We’ll combine our datasets with a short program. I’ll describe each step we’ll be doing first, and then I’ll show you how to do it in R:

  1. First, we’ll load the three datasets you now have downloaded into R. To make things easier, make sure you have these three datasets in the same folder for your R working directory:
    1. KHN_County_vulnerability_data.csv
    2. SVI data from the CDC
    3. COVID-19 data from the NYT
  2. Next, we’ll join all three datasets together.
    1. Using FIPS codes, join the SVI data to the KHN data. From the SVI data, we want the overall Social Vulnerability Index variable, named `RPL_THEMES`.
    2. Filter down the COVID-19 case data so we’re only grabbing the latest day of COVID-19 cases, which we can find by filtering or sorting on the date column.
    3. In the combined SVI/KHN dataset, remove the original columns that contain COVID-19 data, covid_cases, covid_deaths, and covid_cases_rate, since those will be out of date.
    4. Join the filtered down COVID-19 case data with our combined SVI/KHN data.
    5. Once the data is joined, we can easily calculate the case rates per 100,000: (cases/population) * 100000. You can now also look in the data to see which counties in your coverage area have a higher number of cases per capita and higher social vulnerability. You’ll also be able to immediately see the population’s racial breakdown, income and uninsured rates.
  3. Now, to take all those steps yourself, copy this entire block into a new R script and run it in R. You can also run each section one at a time if you’d prefer, but it will also work all together!
    # Loading the dplyr R package
    # If you don't have it installed yet, first run: install.packages("dplyr")
    # Loading in the KHN data 
    county_dt <- read.csv("KHN_County_vulnerability/KHN_County_vulnerability_data.csv", stringsAsFactors = F, colClasses = c("fips_county" = "character", "fips_state" = "character", "cz_code" = "character"))
    # Loading in the SVI data - if you downloaded a state-based file you might have a different file name
    svi <- read.csv("SVI2018_US_COUNTY.csv", stringsAsFactors = F, colClasses = c("FIPS" = "character"))
    # Loading in the New York Times latest COVID-19 case data
    # You can load the version you downloaded, or directly from their github like I did:
    covid_full <- read.csv("https://raw.githubusercontent.com/nytimes/covid-19-data/master/us-counties.csv", stringsAsFactors = F, colClasses = c("fips" = "character"))
    # Join overall SVI score to the KHN county data
    svi_min <- svi %>% select(fips_county = FIPS, svi = RPL_THEMES)
    county_dt <- left_join(county_dt, svi_min, by = "fips_county")
    # Clean up COVID data for joining
    covid_full <- covid_full %>% mutate(date = as.Date(date)) %>%
        rename(fips_county = fips, covid_cases = cases, covid_deaths = deaths)
    # Get just the latest day, just necessary columns for joining
    covid_latest <- covid_full %>% filter(date == max(date)) %>%
    select(fips_county, covid_cases, covid_deaths)
    # Remove older COVID data from county dataset and join the latest
    county_dt <- county_dt %>% select(-starts_with("covid_"))
    county_dt <- left_join(county_dt, covid_latest, by = "fips_county")
    # Calculate and store the number of cases per 100,000 for every county
    county_dt <- county_dt %>% mutate(covid_cases_rate = (covid_cases/population) * 100000)
    # Select just your state, for example Texas. Using April 30th data we saw covid_cases = 6161 and covid_cases_rate = 130.7 in Harris County, TX. Your newly updated numbers will be a little different.
    texas <- county_dt %>% filter(state_code == "TX")

Analyzing the Data

With our KHN, CDC, and NYT datasets joined together, we’ve already created some powerful reporting tools. Here are the new data columns we could start using right away:

  • covid_cases: Raw number of cases.
  • covid_cases_rate: Rate per 100,000 people gives us a way to compare the outbreak’s spread in large and small counties.
  • covid_deaths: Raw number of deaths.
  • svi: This score from the CDC ranges from 0 to 1, with 1 being the most vulnerable to disease outbreaks and disasters.

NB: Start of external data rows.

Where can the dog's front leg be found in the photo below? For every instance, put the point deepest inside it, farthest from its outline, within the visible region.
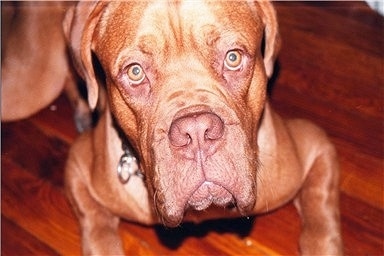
(318, 205)
(98, 225)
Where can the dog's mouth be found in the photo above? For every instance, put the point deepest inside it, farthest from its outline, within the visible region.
(202, 158)
(210, 193)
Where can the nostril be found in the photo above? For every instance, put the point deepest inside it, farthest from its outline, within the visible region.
(178, 137)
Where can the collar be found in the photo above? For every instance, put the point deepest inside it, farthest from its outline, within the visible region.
(128, 166)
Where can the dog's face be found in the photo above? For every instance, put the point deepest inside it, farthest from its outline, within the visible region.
(186, 82)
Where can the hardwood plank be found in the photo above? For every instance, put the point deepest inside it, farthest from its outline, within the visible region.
(39, 208)
(16, 241)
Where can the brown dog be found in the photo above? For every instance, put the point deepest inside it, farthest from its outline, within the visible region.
(186, 89)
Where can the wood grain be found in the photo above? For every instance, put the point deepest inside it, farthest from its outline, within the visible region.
(330, 71)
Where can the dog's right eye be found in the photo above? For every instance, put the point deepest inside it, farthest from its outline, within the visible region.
(233, 60)
(135, 74)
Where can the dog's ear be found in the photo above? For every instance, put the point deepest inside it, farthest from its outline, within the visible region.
(271, 35)
(79, 24)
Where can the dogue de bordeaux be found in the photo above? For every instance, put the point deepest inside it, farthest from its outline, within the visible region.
(185, 131)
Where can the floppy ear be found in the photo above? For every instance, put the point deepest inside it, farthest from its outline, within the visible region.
(79, 24)
(271, 33)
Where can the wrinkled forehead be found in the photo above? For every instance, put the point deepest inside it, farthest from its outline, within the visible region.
(176, 25)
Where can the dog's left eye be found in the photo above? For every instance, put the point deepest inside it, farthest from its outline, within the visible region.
(135, 74)
(233, 60)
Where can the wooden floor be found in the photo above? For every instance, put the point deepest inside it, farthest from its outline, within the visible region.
(330, 70)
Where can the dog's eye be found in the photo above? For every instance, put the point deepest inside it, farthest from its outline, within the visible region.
(135, 74)
(233, 60)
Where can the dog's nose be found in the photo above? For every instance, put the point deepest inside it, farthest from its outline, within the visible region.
(196, 133)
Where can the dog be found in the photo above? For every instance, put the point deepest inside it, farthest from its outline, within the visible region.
(185, 131)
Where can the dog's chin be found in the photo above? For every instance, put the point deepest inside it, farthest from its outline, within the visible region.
(204, 197)
(210, 193)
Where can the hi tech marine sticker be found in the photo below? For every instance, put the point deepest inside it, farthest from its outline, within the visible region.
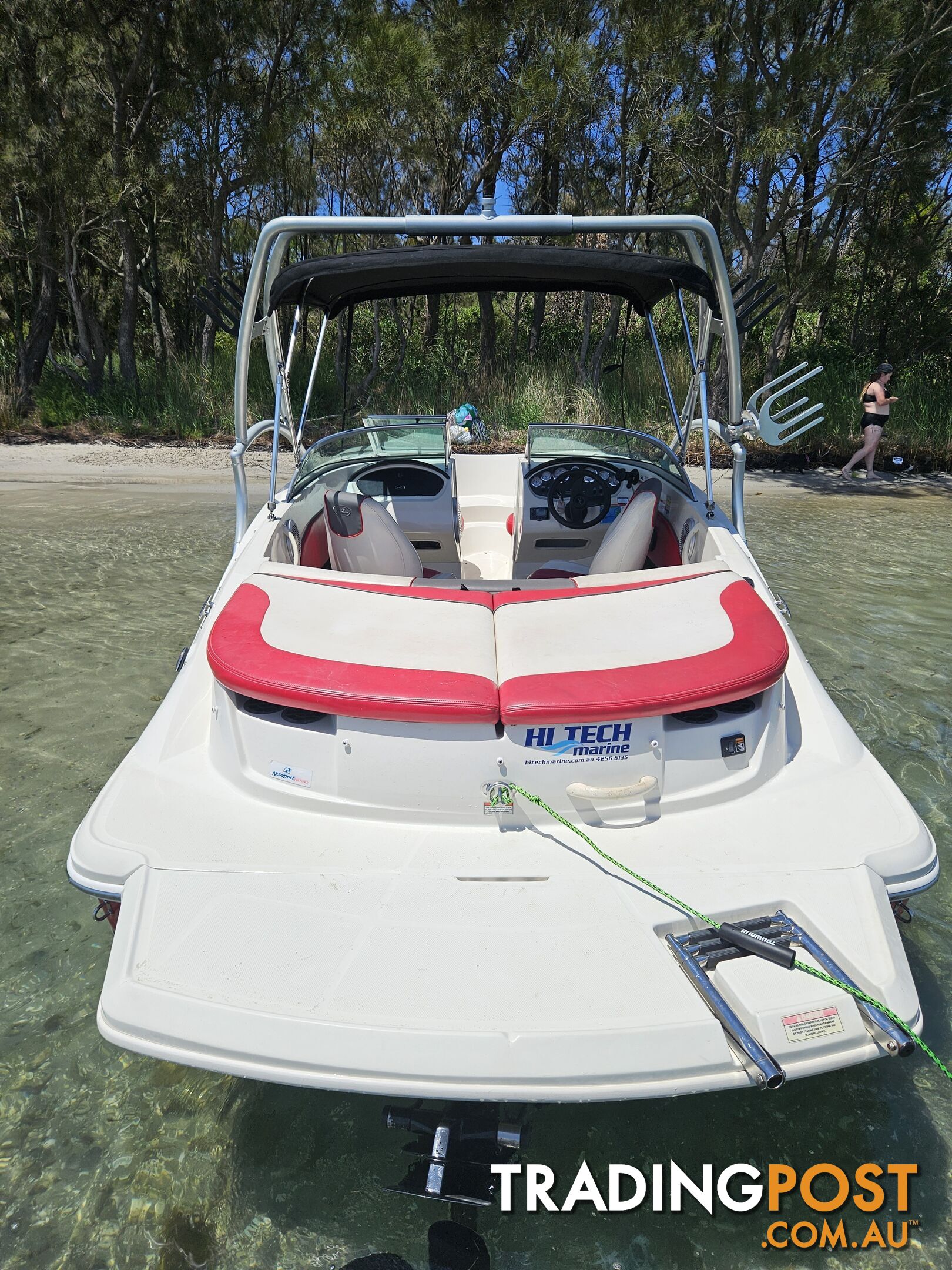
(576, 743)
(815, 1022)
(291, 775)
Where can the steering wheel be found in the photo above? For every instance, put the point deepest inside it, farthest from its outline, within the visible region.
(582, 490)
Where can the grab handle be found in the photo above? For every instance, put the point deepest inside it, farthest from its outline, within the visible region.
(645, 787)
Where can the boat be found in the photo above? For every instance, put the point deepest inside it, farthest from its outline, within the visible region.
(320, 859)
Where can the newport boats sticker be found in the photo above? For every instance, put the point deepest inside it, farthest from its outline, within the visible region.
(578, 743)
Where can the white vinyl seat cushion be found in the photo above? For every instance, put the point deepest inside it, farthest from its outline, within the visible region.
(629, 540)
(363, 537)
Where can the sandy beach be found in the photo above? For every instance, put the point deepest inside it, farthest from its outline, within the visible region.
(196, 469)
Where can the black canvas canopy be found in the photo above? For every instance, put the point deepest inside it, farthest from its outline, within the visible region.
(333, 282)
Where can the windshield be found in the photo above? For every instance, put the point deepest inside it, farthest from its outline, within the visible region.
(411, 440)
(564, 440)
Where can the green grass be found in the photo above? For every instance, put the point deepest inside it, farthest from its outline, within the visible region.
(187, 403)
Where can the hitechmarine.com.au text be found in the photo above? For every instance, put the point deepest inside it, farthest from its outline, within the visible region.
(843, 1199)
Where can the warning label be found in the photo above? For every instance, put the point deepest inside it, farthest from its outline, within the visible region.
(816, 1022)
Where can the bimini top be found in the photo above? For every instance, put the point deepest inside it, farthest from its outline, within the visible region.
(333, 282)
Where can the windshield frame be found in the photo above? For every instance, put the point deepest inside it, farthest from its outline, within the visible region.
(679, 474)
(304, 479)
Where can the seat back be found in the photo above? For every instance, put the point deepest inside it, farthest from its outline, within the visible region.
(363, 537)
(629, 540)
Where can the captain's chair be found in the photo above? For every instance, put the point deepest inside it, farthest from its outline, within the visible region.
(628, 540)
(363, 537)
(626, 543)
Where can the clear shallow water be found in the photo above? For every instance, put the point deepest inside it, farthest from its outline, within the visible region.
(113, 1160)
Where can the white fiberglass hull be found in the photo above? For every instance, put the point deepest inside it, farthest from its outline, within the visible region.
(371, 930)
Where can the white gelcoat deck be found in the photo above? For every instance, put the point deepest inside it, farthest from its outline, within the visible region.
(377, 933)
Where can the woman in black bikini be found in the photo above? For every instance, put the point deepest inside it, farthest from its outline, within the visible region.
(876, 409)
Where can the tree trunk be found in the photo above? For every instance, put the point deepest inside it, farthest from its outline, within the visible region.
(608, 337)
(431, 329)
(538, 316)
(488, 333)
(155, 309)
(781, 342)
(126, 339)
(582, 360)
(514, 333)
(42, 319)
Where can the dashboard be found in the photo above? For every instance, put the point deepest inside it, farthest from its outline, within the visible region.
(400, 482)
(541, 482)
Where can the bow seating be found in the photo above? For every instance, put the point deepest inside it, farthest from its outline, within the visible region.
(602, 648)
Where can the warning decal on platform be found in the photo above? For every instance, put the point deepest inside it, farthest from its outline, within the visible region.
(815, 1022)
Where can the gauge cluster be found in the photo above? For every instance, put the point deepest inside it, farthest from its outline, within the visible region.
(542, 482)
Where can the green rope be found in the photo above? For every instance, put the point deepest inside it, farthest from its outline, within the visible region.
(508, 788)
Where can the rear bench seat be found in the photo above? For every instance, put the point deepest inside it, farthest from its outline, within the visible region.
(375, 649)
(630, 651)
(608, 647)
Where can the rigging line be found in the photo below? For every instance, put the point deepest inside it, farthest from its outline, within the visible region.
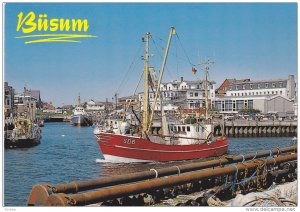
(177, 61)
(130, 67)
(176, 55)
(168, 71)
(184, 51)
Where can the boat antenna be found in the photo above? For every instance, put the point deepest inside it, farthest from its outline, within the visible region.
(206, 68)
(146, 88)
(78, 100)
(172, 32)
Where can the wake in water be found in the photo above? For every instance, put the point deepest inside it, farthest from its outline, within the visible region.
(101, 160)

Next, we’ll look for another important figure, the racial and/or ethnic breakdown of COVID-19 cases in your area.

Check your state, city, or county COVID-19 resources to see if they’ve released cases by race and/or ethnicity. If they have, you can now compare them to the data you have on overall population in your region. If you don’t have COVID-19 data by race and ethnicity, you can still do this story. (Though ask your local officials for the data—they should publish it.) In our story, we first chose regions to focus on by overall COVID-19 case rates and the other data discussed here, including poverty, hospital access, social vulnerability, demographics, and infrastructure. We used cases and deaths by race to supplement that social determinants data, but we could have told the story without it.

In our story, we presented race and ethnicity data for Mississippi and Shelby County, Tenn. Both showed an outsized COVID-19 burden among black residents.

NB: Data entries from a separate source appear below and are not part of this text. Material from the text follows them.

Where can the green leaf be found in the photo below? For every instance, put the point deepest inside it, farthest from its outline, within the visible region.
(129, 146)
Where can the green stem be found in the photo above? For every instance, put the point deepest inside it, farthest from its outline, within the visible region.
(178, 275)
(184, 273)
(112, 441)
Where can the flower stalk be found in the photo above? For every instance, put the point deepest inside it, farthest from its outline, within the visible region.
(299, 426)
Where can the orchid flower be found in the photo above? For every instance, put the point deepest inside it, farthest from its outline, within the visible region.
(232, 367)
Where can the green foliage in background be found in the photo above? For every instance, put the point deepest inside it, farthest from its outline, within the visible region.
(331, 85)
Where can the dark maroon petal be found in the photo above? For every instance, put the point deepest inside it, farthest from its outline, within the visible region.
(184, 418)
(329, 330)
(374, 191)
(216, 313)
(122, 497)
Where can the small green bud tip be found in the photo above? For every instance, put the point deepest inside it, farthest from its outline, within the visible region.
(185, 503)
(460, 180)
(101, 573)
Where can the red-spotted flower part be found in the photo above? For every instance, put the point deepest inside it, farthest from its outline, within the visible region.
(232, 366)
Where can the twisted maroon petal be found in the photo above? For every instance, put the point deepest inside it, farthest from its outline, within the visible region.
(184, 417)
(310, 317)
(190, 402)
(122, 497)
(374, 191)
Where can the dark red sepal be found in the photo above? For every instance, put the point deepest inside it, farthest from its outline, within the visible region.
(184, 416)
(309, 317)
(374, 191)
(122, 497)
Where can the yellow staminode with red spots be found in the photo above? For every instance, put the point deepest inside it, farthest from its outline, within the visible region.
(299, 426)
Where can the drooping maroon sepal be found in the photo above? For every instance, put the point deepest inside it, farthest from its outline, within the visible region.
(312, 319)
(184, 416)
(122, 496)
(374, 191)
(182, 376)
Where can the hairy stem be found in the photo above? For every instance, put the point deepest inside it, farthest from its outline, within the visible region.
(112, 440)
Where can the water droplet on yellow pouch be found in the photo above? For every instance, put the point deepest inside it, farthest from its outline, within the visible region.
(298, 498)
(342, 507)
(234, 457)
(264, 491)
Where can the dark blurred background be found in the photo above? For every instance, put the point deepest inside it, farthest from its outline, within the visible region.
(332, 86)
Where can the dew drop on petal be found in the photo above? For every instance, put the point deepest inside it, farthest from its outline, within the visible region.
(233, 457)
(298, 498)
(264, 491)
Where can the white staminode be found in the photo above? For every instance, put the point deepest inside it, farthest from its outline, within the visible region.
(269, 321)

Some states, like New York, combine race and Hispanic ethnicity in their reporting while others, like Tennessee, keep them separate. Most records keep race and ethnicity as separate variables. If your state combines them, jump straight to Scenario 2, where we explain how to handle that.

Scenario 1: Separate race and ethnicity

If your region reports race separately from ethnicity, you’ll find race data in ACS table B02001, and data on Hispanic or Latino origin in ACS table B03003. (You can also get this data from data.census.gov, but I find censusreporter.org much easier to use! Or if you program, use the Census Bureau APIs.)

For example: Tennessee reports COVID-19 data for Hispanic ethnicity and for race separately. In the April 30 data, 27% of cases had pending race. We’ll want to exclude those for comparisons, so we only added up cases with a known race for our denominator.

Enter the number of cases by race, excluding pending, into an Excel or Google Sheet or your favorite statistical program. Then make a percentage column that divides each case number by the total. These numbers should add up to 100%. See columns A, B, and C below:

Then we can compare these COVID-19 percentages by race to the state’s racial makeup using the ACS data in Census Reporter. (Enter your own county, city, or state name in the “Add a geography” field on the left to view data for your area). Enter these percentages into Excel too, for any groups that are reported in the state data. We did that in column D, “Population.”

Unfortunately Tennessee, like most states, does not report COVID-19 data for American Indian and Alaska Native or Native Hawaiian and Other Pacific Islander populations. Take 100% minus the other groups that are available to make your “Other” group percent number.

If the COVID-19 distribution mirrored the state’s population you’d expect to see these percentage columns look roughly the same. Now you can see black residents make up just 16.8% of the state’s population but 28.6% of cases. You can do the same calculations for deaths by race.

Now we’ll repeat this process for Hispanic ethnicity in a separate tab, using ACS table B03003.

In Tennessee, only 5.5% of the state’s population is Hispanic or Latino, but 13.3% of residents with COVID-19 cases are.

Scenario 2: Combined race and ethnicity

If your region reports combined race and ethnicity, use American Community Survey table B03002, Hispanic or Latino Origin by Race, for comparisons. This is included in the KHN county-level dataset.

New Jersey reports COVID-19 deaths with combined race and ethnicity (scroll down to the dashboard and click demographics.)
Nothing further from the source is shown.